Changing smooth_GDT leads to the following:
name			length	missing_atoms	rmsd	rmsd_ca	GDT		smooth_GDT
model1.ts-submitted	338	 0.0000		26.0666	25.4335	-20.4334	-19.4723
model2.ts-submitted	338	 0.0000		27.6092	27.0085	-20.4334	-19.2314
model3.ts-submitted	338	 0.0000		27.5642	27.0085	-20.4334	-19.2311
robetta-model3.pdb.gz	338	 0.0000		23.7348	23.1228	-17.4923	-16.6723
robetta-model2.pdb.gz	338	 0.0000		24.8752	24.3236	-16.7183	-15.6841
robetta-model1.pdb.gz	338	 0.0000		24.2513	23.6755	-16.0991	-14.8817
model5.ts-submitted	338	1034.		22.8557	21.9430	-15.7121	-14.4855
robetta-model5.pdb.gz	338	 0.0000		28.4818	27.7490	-12.6161	-12.0560
robetta-model4.pdb.gz	338	 0.0000		24.2827	23.7282	-12.6935	-12.0547
model4.ts-submitted	338	 0.0000		24.0005	23.4880	-10.8359	-10.5238

None of the models are very good, but we did beat robetta.

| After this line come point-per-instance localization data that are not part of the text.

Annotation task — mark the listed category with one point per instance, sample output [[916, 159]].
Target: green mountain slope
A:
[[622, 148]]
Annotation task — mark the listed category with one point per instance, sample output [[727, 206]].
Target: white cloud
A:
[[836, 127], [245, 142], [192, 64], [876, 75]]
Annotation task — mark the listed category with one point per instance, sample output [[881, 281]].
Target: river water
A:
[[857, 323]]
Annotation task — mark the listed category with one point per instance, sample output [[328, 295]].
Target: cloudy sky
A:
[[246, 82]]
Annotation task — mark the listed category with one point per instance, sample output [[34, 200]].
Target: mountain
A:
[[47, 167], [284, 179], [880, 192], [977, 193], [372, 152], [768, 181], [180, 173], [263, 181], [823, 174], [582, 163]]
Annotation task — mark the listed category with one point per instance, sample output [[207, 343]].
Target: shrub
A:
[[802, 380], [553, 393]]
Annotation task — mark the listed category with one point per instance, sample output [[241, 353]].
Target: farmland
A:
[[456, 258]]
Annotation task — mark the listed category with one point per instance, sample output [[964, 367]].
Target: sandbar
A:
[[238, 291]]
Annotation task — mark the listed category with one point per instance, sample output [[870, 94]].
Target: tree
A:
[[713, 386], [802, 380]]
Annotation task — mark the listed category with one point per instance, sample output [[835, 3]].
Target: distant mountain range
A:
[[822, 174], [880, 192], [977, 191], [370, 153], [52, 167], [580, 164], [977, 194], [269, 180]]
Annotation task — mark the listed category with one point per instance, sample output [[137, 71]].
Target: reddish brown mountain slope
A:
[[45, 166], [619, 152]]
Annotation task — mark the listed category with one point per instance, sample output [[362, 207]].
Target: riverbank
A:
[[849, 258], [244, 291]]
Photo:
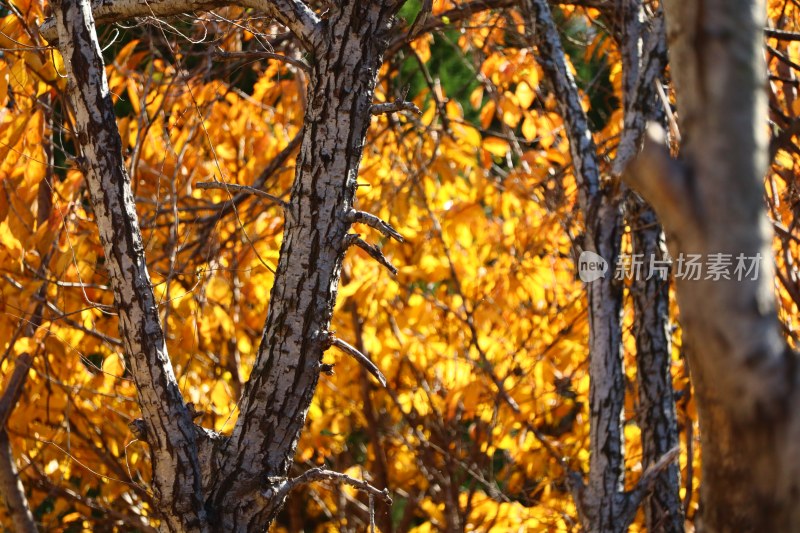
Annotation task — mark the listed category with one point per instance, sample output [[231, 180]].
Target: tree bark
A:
[[320, 213], [202, 481], [711, 202], [602, 502]]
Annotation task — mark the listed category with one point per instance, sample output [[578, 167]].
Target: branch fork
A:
[[353, 239], [355, 353]]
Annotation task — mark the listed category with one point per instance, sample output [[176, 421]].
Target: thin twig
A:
[[240, 188], [376, 223]]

We probably have to evaluate this protein in separate domains.


Fri Nov 26 17:07:00 PST 2004 Kevin Karplus

The assessors broke this into three different domains, with different difficulties:
Domain : T0199_1 : CM/hard : NT=74 : 14-87
Domain : T0199_2 : FR/H : NT=134 : 116-142,230-336
Domain : T0199_3 : FR/A : NT=82 : 145-226

The smooth-GDT scores for the whole chain and the 3 domains is

#Target	best	best	model1	auto	align	robetta	robetta
#	sam-t04	submit				best	1
T0199 	19.4505	19.4505	19.4505	10.5169	14.5432	16.6689	14.8804
T0199_1	73.1510	72.5353	72.5353	43.2916	53.1763	61.3333	56.4955
T0199_2	43.3686	43.0372	43.0372	16.8240	33.0152	39.9706	34.5972
T0199_3	25.7334	25.3971	24.6210	25.3972	15.5119	19.8216	19.8216

As expected, we did well on the CM domain, ok on the FR/H domain, and
not so great on the FR/A domain.  Interestingly, on T0199_3, we made
the final helix longer than the real structure, which has turns at
S214 and G206---the helix prediction was pretty strong for this
region, so the mistake is understandable.